As Congress begins to assess the possible role of exchange-traded funds in recent market volatility, two ETF providers are clashing over the best way to help investors navigate the increasingly complex products
As Congress begins to assess the possible role of exchange-traded funds in recent market volatility, two ETF providers are clashing over the best way to help investors navigate the increasingly complex products.
Last Wednesday, the Senate Banking Subcommittee on Securities, Insurance and Investment held a hearing on ETFs to hear arguments that they are central to market swings, represent systemic risk and make it harder for companies to raise capital.
In an appearance before the committee, Noel Archard, managing director of BlackRock Inc., reiterated the firm's proposal to create uniform standards on labeling, transparency and disclosure for ETFs that would distinguish between “buy and hold” varieties and those designed to profit from frequent trading.
A key part of the BlackRock plan would reserve the ETF label for funds that were publicly offered and “appropriate for retail investors,” such as those that tracked equity indexes or baskets of stocks, commodities, fixed-income instruments or currencies.
Under the firm's guidelines, the term “ETF” could not be used to designate the more complex leveraged, inverse and inverse-leveraged ETFs, which magnify the gains or losses of the indexes on which they are based, and typically hold derivatives.
“It is important for investors to understand the differences among products that are all described as "ETFs,' despite exposing investors to different types and levels of risk,” Mr. Archard said in prepared testimony. “The ETF industry today, both in the U.S. and globally, is not doing a sufficient job in explaining those differences consistently.”
The proposal from BlackRock, which does not offer many of the more exotic ETFs, drew a sharp rebuke from one of its competitors.
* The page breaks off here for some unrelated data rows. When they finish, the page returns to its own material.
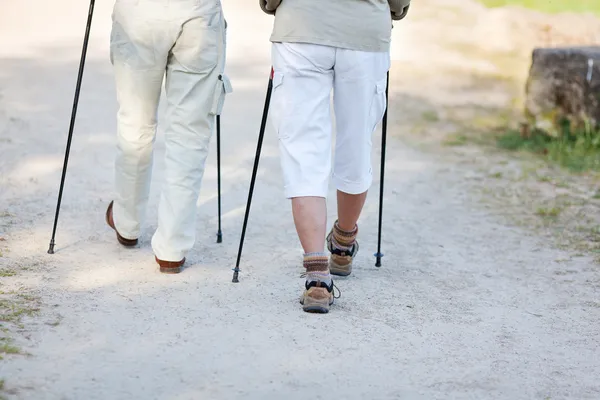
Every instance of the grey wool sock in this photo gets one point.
(317, 268)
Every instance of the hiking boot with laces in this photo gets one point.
(317, 297)
(340, 261)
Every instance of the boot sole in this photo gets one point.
(315, 306)
(170, 267)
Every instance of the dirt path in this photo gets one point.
(464, 307)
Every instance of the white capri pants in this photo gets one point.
(304, 76)
(180, 42)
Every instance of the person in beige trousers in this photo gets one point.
(181, 43)
(321, 47)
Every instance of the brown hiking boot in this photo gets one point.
(340, 261)
(317, 297)
(110, 221)
(170, 267)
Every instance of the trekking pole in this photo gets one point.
(379, 254)
(219, 233)
(261, 135)
(72, 124)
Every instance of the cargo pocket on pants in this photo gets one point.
(379, 104)
(277, 104)
(222, 88)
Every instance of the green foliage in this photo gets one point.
(578, 151)
(550, 6)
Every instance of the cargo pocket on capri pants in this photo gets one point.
(277, 104)
(222, 88)
(378, 104)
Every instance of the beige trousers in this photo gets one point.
(180, 42)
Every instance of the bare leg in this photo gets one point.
(310, 218)
(349, 209)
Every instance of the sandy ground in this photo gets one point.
(465, 306)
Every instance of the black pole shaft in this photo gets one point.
(72, 124)
(219, 232)
(379, 254)
(254, 171)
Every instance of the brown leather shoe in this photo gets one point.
(170, 267)
(110, 221)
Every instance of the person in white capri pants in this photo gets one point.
(319, 47)
(181, 43)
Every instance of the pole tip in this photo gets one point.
(378, 259)
(236, 272)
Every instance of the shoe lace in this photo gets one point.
(339, 292)
(331, 249)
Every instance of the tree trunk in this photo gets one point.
(564, 85)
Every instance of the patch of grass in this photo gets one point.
(6, 347)
(14, 307)
(549, 6)
(575, 151)
(455, 140)
(552, 212)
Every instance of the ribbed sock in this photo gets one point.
(343, 240)
(317, 268)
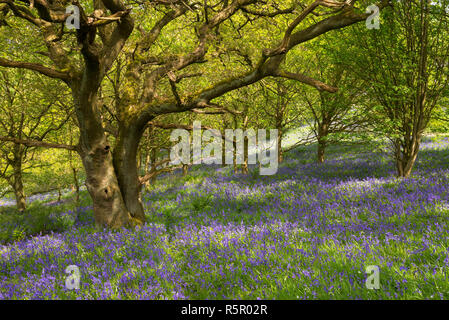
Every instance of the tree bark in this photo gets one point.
(321, 151)
(125, 164)
(279, 146)
(95, 151)
(18, 180)
(406, 157)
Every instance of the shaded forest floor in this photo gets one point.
(307, 232)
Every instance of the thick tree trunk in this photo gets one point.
(76, 184)
(321, 150)
(95, 151)
(279, 146)
(18, 185)
(125, 164)
(406, 158)
(245, 156)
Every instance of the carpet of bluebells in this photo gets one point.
(308, 232)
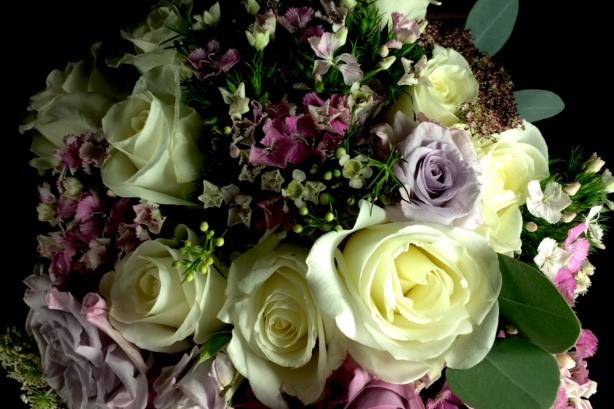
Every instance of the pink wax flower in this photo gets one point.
(208, 62)
(333, 115)
(578, 247)
(445, 400)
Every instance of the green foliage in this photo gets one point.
(533, 305)
(592, 193)
(491, 23)
(514, 375)
(21, 361)
(213, 346)
(536, 104)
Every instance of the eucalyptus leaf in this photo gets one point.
(537, 104)
(492, 23)
(514, 375)
(213, 346)
(531, 303)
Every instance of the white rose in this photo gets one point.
(73, 103)
(447, 83)
(154, 139)
(153, 307)
(413, 9)
(508, 165)
(413, 298)
(280, 342)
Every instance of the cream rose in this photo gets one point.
(73, 103)
(508, 165)
(154, 308)
(280, 342)
(413, 9)
(155, 155)
(447, 83)
(412, 298)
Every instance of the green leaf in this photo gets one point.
(492, 23)
(514, 375)
(213, 346)
(537, 104)
(531, 303)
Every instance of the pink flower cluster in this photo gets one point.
(91, 229)
(578, 247)
(576, 387)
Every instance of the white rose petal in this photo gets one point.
(281, 342)
(519, 156)
(152, 307)
(155, 156)
(411, 298)
(446, 84)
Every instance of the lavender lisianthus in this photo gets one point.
(186, 386)
(439, 183)
(82, 363)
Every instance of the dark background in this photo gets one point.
(561, 46)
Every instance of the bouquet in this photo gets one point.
(322, 204)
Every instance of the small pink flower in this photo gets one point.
(284, 143)
(587, 344)
(296, 18)
(578, 246)
(149, 215)
(566, 283)
(96, 255)
(88, 207)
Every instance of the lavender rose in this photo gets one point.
(82, 363)
(187, 387)
(351, 387)
(439, 183)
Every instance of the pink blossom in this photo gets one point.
(333, 115)
(88, 207)
(148, 215)
(566, 283)
(207, 62)
(445, 400)
(351, 387)
(587, 344)
(66, 208)
(284, 143)
(96, 254)
(578, 247)
(96, 312)
(296, 18)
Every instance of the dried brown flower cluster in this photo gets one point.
(495, 110)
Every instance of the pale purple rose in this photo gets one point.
(185, 386)
(440, 184)
(351, 387)
(83, 364)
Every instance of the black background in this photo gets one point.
(561, 46)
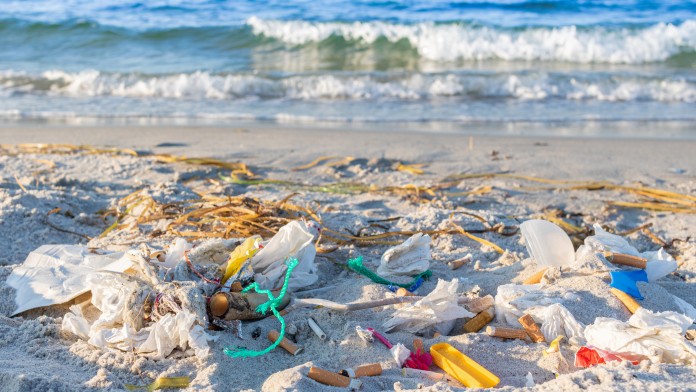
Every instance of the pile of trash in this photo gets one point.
(154, 303)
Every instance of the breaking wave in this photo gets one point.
(457, 41)
(406, 86)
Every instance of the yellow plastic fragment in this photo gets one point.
(554, 346)
(413, 168)
(161, 383)
(461, 367)
(239, 255)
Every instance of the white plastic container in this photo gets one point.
(547, 243)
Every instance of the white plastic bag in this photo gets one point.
(400, 353)
(55, 274)
(110, 294)
(439, 306)
(292, 240)
(658, 336)
(512, 301)
(559, 321)
(660, 263)
(175, 253)
(685, 307)
(411, 257)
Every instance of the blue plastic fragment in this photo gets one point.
(626, 281)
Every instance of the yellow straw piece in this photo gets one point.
(239, 255)
(555, 346)
(161, 383)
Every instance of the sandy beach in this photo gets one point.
(36, 355)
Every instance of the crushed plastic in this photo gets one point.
(294, 240)
(626, 281)
(55, 274)
(558, 321)
(412, 257)
(660, 263)
(440, 306)
(273, 303)
(658, 336)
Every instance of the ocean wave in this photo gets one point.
(407, 87)
(450, 42)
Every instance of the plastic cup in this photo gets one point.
(547, 243)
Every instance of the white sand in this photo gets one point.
(35, 356)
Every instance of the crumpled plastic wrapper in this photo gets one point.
(411, 257)
(120, 284)
(558, 321)
(440, 306)
(658, 336)
(512, 301)
(660, 263)
(293, 240)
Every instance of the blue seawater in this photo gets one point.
(337, 61)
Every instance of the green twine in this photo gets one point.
(272, 304)
(357, 266)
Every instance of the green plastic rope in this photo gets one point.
(272, 304)
(357, 266)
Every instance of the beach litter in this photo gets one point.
(409, 258)
(155, 304)
(462, 368)
(436, 310)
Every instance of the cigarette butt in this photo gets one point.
(536, 278)
(285, 343)
(418, 345)
(456, 264)
(315, 327)
(506, 333)
(373, 369)
(333, 379)
(291, 329)
(478, 305)
(629, 302)
(479, 321)
(532, 329)
(218, 304)
(627, 260)
(402, 292)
“Our problem with the plan is that it is simplistic and arbitrary,” said Michael Sapir, chairman and chief executive of ProShare Advisors LLC. “It will require government bureaucracies to take over the 1,200-ETF universe and make fine distinctions that aren't important to investors. The answer isn't creating some new, byzantine bureaucratic structure that benefits some in the industry, and not others.”
Some ProShares ETFs are leveraged and inverse, and many make extensive use of collateralized-swap agreements and exchange-traded futures contracts, Mr. Sapir said.
He disputed the notion that a line can be drawn between “buy-and-hold” ETFs and those that take advantage of intraday trading.
“A great portion, if not a majority of ETFs, are used for short-term trading,” Mr. Sapir said.
If BlackRock's proposal is implemented, it could benefit the ETF leader, which accounts for $470 billion of the nearly $1 trillion domestic ETF market under the name iShares. ProShares is the fifth-leading ETF provider, with $26 billion in assets under management.
“They're the big gorilla,” Matt Grinnell, buy-side compliance officer at Fidessa Group LLC, said in reference to BlackRock's market position. “BlackRock does issue a lot of the plain-vanilla ETFs.”
If ETFs were sorted into separate categories, it would be natural to treat the complex and volatile ones differently.
“If there's more regulation around those, that's bad for [ProShares'] market,” Mr. Grinnell said.
But Mr. Sapir said that his opposition to BlackRock's proposal isn't an effort to defend his company.
“We don't think it would have a significant impact on our business,” he said. “Our concern is investor confusion.”
One area where BlackRock and ProShares agree is that ETFs don't cause market volatility.
ETFs were disproportionately represented in the flash crash in May 2010 and accounted for about 40% of trading activity in August, which was marked by wide market swings. Inverse and leveraged ETFs must reset at the end of each trading day to align their value with that of their underlying assets.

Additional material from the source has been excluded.